The Minister now applies for orders terminating the proceedings summarily. There has been no appearance on behalf of the plaintiff. The Minister submits that the application to this Court is made well beyond the times fixed by the Rules of Court for making application for certiorari and mandamus: see rule 25.06.01 and 25.07.2. Having regard to the course of events which I have described, no case is made for extending time within which certiorari or mandamus should be granted, and that, because other relief which the plaintiffs would seek in the proceedings is necessarily premised upon the grant of certiorari to quash the decision of the Tribunal, the proceedings which the plaintiffs have instituted are bound to fail.

The availability of prohibition and injunction depends upon whether the impugned decision of the Tribunal is liable to be quashed by granting certiorari. For example, see Re Ruddock; Ex Parte Reyes (2000) 177 ALR 484 per Justice McHugh. Without certiorari to quash the decision of the Tribunal, prohibition would not go to the Minister to prohibit her from carrying out procedures described by the Act because it would in the circumstances described be the Act which prescribes the consequences that would follow. Thus the critical question in the present matter is whether any extension of time should be granted.

An extension of time should not be granted.

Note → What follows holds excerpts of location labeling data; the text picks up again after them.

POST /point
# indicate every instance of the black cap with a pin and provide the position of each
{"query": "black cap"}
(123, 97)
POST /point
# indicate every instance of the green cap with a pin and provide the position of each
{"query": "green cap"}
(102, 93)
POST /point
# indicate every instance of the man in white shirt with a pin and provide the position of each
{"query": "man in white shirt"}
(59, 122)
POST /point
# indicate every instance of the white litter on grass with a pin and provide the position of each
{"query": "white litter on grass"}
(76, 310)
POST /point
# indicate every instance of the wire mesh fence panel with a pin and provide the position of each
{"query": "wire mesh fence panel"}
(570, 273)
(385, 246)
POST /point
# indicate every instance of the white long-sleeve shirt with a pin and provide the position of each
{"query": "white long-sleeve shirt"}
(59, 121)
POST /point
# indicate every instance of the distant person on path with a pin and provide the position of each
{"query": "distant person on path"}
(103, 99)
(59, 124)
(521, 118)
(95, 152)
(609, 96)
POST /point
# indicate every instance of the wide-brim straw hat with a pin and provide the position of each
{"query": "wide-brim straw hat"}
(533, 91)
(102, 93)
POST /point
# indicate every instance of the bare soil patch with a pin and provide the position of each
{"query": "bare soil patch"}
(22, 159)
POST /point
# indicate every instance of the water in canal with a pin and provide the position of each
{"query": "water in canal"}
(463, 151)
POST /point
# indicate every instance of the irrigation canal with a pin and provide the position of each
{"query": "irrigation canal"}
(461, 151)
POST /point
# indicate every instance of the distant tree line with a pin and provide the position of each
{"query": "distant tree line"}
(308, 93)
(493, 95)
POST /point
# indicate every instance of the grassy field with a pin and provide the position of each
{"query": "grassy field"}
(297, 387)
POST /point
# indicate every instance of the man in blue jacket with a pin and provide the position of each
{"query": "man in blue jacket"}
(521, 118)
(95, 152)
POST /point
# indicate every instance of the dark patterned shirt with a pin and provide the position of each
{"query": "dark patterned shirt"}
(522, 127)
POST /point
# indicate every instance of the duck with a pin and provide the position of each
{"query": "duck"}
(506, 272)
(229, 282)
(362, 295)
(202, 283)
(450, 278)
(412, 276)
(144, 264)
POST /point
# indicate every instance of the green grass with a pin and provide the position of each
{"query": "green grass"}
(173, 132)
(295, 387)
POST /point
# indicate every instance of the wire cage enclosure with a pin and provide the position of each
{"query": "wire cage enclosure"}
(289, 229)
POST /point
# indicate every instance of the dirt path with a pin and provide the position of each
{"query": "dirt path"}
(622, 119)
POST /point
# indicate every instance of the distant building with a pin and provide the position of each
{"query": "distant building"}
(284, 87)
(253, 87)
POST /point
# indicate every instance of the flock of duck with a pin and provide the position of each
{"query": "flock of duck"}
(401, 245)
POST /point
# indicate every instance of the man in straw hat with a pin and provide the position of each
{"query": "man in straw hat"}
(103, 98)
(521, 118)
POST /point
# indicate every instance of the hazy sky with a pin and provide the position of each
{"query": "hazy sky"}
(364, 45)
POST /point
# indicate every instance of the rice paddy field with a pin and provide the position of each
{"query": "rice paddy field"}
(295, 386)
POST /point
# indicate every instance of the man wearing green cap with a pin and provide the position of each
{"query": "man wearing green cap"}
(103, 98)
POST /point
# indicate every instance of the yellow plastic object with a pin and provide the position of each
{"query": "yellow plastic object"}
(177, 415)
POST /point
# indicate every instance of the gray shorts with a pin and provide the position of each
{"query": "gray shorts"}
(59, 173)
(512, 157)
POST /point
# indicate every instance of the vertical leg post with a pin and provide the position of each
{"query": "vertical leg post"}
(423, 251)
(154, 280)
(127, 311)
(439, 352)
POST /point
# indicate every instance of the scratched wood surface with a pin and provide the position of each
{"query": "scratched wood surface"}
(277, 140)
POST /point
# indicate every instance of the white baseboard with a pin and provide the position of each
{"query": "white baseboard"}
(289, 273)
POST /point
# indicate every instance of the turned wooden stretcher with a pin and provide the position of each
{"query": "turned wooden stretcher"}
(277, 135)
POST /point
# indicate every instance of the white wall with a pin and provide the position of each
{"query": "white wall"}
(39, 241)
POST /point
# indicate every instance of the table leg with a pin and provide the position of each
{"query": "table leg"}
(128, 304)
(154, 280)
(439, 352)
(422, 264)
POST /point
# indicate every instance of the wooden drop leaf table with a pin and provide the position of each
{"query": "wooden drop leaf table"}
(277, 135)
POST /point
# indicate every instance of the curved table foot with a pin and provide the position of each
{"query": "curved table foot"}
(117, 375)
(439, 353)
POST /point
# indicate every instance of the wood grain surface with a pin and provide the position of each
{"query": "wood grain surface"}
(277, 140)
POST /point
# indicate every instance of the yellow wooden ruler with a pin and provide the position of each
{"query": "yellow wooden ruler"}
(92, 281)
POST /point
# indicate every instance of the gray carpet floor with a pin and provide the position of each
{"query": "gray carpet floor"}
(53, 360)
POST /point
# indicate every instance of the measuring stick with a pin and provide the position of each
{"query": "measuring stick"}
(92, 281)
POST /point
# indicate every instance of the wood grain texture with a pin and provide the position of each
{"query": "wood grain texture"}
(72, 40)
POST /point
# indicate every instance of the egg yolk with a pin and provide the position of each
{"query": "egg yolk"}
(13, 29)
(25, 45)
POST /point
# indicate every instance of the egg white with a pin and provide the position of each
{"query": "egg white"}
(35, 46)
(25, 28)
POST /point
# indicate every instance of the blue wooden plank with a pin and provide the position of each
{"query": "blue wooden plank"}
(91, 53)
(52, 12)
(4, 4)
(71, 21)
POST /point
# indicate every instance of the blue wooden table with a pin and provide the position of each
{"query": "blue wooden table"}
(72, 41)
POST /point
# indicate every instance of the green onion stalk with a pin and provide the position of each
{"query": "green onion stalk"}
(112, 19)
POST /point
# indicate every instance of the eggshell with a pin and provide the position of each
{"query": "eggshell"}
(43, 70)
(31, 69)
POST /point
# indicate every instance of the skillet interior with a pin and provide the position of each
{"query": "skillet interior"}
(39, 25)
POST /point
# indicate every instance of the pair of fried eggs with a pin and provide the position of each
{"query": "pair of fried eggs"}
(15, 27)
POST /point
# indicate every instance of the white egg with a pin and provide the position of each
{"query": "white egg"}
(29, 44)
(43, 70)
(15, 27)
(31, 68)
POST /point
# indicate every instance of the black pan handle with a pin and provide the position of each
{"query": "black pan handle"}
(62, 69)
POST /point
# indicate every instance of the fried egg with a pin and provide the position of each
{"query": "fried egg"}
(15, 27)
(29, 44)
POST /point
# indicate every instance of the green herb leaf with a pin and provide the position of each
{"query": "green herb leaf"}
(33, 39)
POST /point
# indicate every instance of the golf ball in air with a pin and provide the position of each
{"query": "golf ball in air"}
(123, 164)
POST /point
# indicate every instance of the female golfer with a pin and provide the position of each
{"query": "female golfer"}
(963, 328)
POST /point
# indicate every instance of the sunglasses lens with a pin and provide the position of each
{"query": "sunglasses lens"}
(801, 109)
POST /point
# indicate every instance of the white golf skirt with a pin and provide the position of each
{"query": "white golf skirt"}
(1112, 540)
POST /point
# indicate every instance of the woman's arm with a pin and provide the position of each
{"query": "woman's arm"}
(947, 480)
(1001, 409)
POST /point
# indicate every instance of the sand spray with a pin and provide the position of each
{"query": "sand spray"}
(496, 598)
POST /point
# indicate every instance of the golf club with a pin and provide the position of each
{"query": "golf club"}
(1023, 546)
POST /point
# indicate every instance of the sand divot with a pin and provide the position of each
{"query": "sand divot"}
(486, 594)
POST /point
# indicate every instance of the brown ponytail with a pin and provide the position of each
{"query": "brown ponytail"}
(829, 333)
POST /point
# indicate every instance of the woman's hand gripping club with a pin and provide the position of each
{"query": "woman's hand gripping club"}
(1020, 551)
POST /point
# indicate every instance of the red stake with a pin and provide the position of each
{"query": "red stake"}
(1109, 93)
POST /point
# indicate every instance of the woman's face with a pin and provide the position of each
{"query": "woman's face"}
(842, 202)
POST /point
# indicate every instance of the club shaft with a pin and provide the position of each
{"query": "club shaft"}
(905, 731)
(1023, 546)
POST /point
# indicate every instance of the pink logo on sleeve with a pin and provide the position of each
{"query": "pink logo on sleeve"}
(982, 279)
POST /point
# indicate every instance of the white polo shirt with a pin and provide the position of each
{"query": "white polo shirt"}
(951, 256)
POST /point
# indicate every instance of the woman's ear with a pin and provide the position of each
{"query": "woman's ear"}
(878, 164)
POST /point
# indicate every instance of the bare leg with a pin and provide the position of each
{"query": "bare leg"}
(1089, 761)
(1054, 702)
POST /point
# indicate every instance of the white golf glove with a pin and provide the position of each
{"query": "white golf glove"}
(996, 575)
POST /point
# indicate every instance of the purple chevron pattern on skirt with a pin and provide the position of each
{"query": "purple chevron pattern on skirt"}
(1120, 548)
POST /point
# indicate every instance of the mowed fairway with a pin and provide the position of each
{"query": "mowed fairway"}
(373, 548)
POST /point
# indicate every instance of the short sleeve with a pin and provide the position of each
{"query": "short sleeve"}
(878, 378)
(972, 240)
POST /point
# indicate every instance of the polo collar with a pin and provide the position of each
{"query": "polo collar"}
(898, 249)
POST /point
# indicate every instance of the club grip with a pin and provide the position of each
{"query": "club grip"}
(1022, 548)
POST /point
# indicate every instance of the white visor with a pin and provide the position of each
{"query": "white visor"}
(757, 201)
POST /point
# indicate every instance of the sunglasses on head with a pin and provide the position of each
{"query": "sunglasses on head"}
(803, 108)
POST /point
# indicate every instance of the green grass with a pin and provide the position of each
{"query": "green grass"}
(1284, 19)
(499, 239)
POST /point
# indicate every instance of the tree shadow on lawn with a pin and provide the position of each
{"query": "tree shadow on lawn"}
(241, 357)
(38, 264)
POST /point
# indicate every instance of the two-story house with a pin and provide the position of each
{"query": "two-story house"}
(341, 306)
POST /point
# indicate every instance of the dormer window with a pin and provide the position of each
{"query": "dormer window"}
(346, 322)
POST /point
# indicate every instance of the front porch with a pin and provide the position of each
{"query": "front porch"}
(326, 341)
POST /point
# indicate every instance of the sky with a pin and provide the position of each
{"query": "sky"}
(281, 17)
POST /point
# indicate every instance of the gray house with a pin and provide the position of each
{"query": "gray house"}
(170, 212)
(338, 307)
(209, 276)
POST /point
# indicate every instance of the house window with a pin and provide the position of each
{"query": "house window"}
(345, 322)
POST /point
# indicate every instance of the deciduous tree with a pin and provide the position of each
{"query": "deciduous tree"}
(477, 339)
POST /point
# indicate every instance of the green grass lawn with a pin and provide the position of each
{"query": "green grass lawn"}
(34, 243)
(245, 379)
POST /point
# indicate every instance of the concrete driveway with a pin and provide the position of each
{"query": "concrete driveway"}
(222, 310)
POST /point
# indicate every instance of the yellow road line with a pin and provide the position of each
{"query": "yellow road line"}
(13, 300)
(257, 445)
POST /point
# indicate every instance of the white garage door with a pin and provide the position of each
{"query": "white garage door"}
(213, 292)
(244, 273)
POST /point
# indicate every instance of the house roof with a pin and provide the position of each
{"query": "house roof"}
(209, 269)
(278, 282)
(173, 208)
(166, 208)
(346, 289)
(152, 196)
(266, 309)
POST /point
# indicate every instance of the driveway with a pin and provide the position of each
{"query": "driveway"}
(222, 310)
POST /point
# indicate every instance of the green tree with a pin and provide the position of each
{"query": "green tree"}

As Justice McHugh remarked in Re Commonwealth; Ex Parte Marks [2000] HCA 67; (2000) 177 ALR 491 at 495 paragraph [15]:

‘[Constitutional or prerogative writs] are directed at the acts or decision of public bodies or officials, and the public interest requires that there be an end to litigation about the efficacy of such acts or decisions.’

His Honour also said in that decision at 496 paragraph [16]:

‘The periods for applying for certiorari and mandamus give a person affected by an adverse decision or judgment ample time in which to commence proceedings in this court. In all but very exceptional cases, they should be rigidly applied when, as here, more than one year has elapsed between the decision and the commencement of proceedings in this court.’


In the present case, relief is sought in respect of a decision made by the Tribunal over two years ago. This far exceeds the six months following the date of judgment that is allowed under the Rules in the case of certiorari and the two months allowed in the case of mandamus. It may be that the expiration of so long a time is of itself sufficient reason to refuse extension of time save in the more exceptional circumstances.

In this case, where the plaintiffs have already once resorted to the judicial power of the Commonwealth by making application to the Federal Magistrates Court for relief of the very kind they would seek from this Court by the proceeding instituted here, and given further that the proceedings in the Federal Magistrates Court have been prosecuted to a conclusion and to a subsequent unsuccessful appeal to the Federal Court of Australia, no ground is shown for granting an extension of time within which the present application, insofar as it seeks certiorari or mandamus, might be brought.

Insofar as the plaintiffs would seek other relief from this Court, in particular the issue of prohibition, the grant of that relief is premised upon the quashing of the decision made by the Tribunal. Given that no case is made out for extending the time within which application may be made for certiorari to quash the decision of the Tribunal, it follows that the basis for the grant of prohibition cannot be established.

In all the circumstances, the proceedings which the plaintiffs have instituted are proceedings which must fail. That being so, rather than remit them to another court for hearing and determination, it is preferable that they be brought to an end in this Court. Accordingly, I will order that the proceedings stand dismissed. It is inevitable that they must be dismissed with costs. Those orders are therefore made.